Ilya Ruderman: Lava is a typeface by the Dutch studio Typotheque. One day, its author Peter Biľak decided to issue a culture magazine called Works That Work — tackling the importance of design in the modern world, how design affects completely different parts of our life.
So, especially for this project, Peter Biľak set himself a task: ‘I want a new magazine to have a new typeface’. And defined its personality for himself. He wanted it to be a humanist serif that preserved broad-nib dynamics. For it to have this feeling of delicacy, with not too much contrast. In parallel with working on the typeface, Peter was conceiving the layout of the magazine. He was creating a tool for himself and testing it by himself in this layout. This is how Lava was born — a really beautiful modern serif typeface.
Typotheque is a unique studio that lays much emphasis on multilingualism, multi-scriptness. Almost all of their works pursue maximum language support. Which is why it was impossible to imagine Lava without Cyrillic. Peter Biľak knows many Cyrillic designers, and the typefaces for his collections are designed by entirely different people. This particular project was given to me.
And that was an extremely interesting one, since, historically, Cyrillic is not very good friends with broad nib in the Latin understanding of serif forms. We have our ways to deal with slopes and other formal details, the ones that suit our letters best. Therefore, whenever one translates a Latin typeface to Cyrillic, they always get certain logical inconsistencies.

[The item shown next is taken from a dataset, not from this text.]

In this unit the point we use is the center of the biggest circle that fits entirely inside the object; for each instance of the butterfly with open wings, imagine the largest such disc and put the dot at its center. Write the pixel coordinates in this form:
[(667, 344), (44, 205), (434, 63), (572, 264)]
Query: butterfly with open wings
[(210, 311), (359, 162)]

For example, the letter Ж — which is, according to the logic of Cyrillic, has to have two fat legs and two thin arms, — is literally impossible to be designed like that without changing the slope angle. The leg of the letter Я cannot be fat on its left side, quite the opposite, — it has to be narrowed. That was what was difficult about it: to perform Cyrillic in a way that these tricks would look natural. I had to go against the stream, against the broad nib logic. To construct letters rather than write them by hand.

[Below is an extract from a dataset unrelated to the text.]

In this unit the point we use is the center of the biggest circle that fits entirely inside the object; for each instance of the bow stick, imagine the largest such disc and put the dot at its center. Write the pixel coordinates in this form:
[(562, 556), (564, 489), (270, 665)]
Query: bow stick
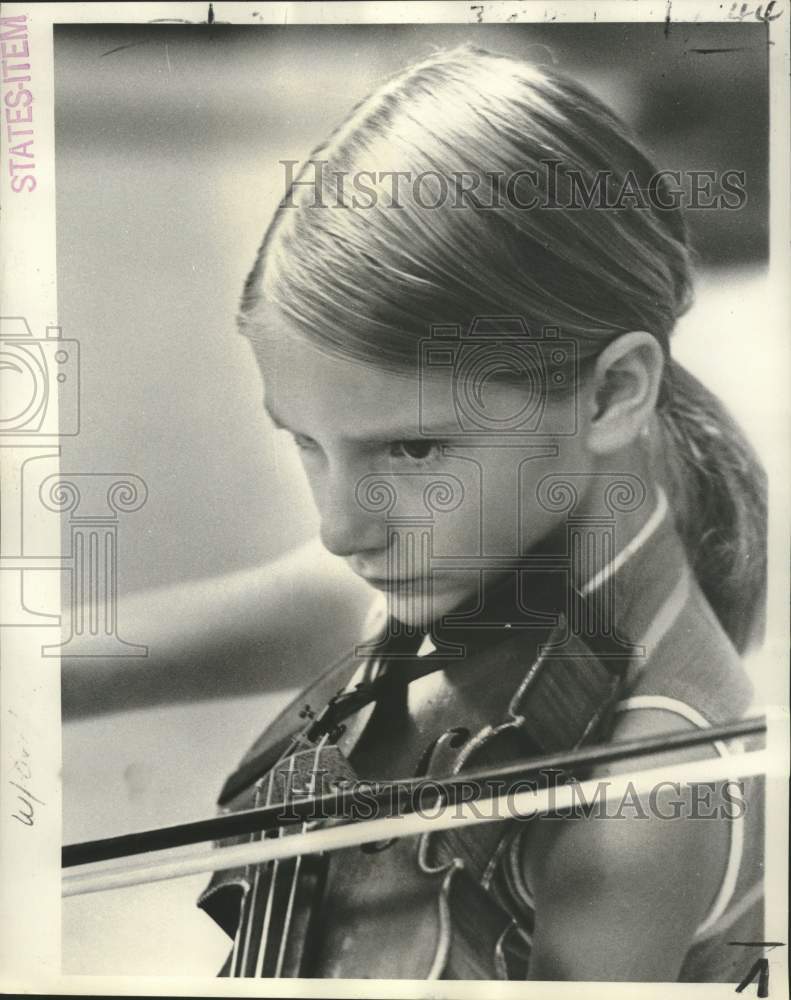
[(445, 795)]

There is a letter that still buzzles me — whether or not I designed it correctly? — the lowercase б. I tried different ways, seeking to come up with a form not as sharp and kinky. As the style gets bolder, it needs to accumulate some mass on its cap, yet there’s very little space for that. That was a difficult letter. But I got used to it over the years.

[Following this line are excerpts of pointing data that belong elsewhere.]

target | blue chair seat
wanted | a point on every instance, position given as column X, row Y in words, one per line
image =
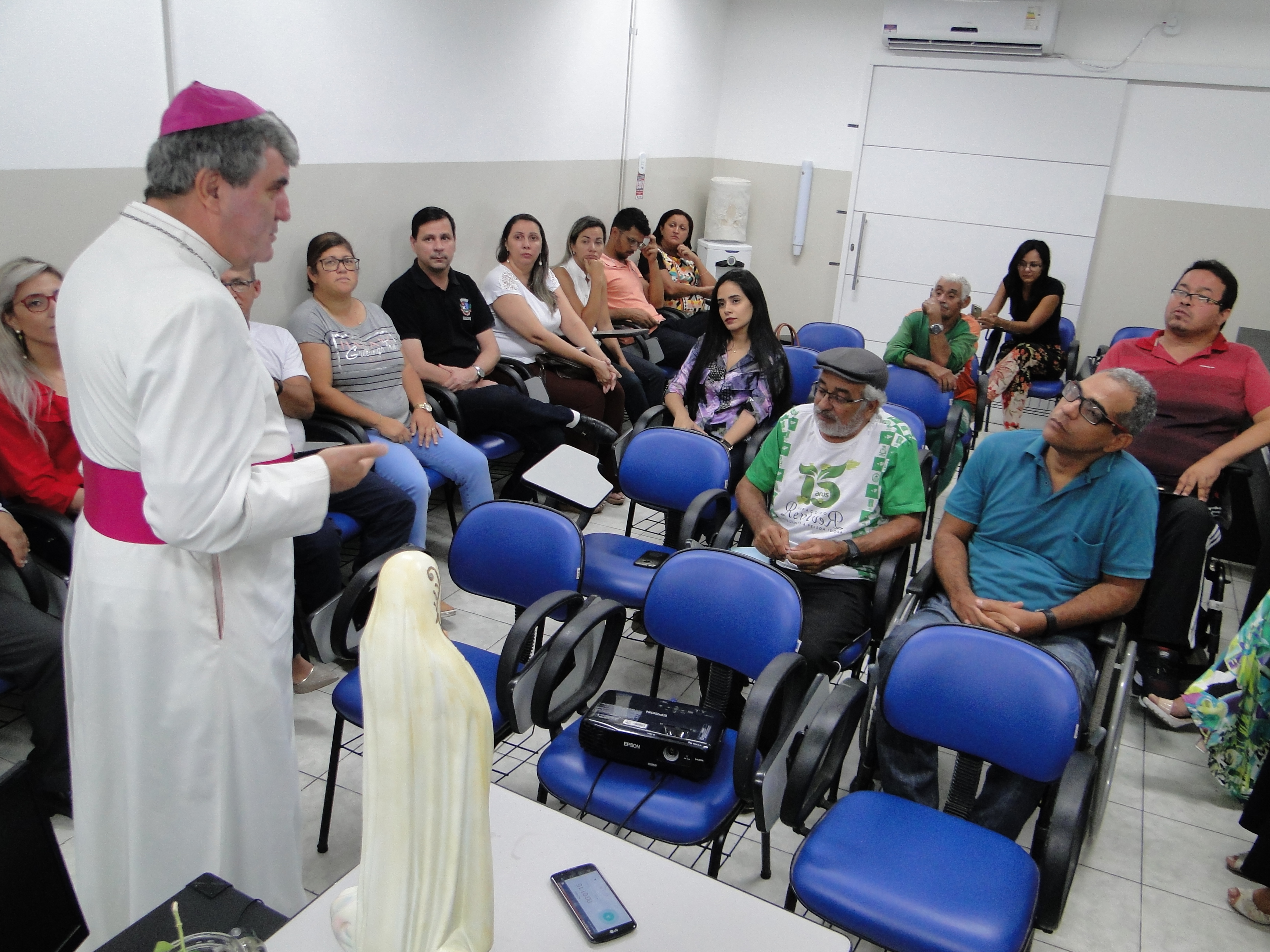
column 496, row 446
column 347, row 696
column 621, row 579
column 915, row 880
column 681, row 812
column 347, row 525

Lava is a highly popular typeface in the Cyrillic market. It gets chosen for this feeling of humanity — it works well in a running text, it is pleasant to read, — and for its modernity: Lava doesn’t have this historic aftertaste, as is often the case with serifs. The most vivid examples of using Lava are the Arzamas website, for which we designed the logo, books by Novoye Izdatelstvo, and Afisha media projects of various years, the most alive of which today is Afisha Daily.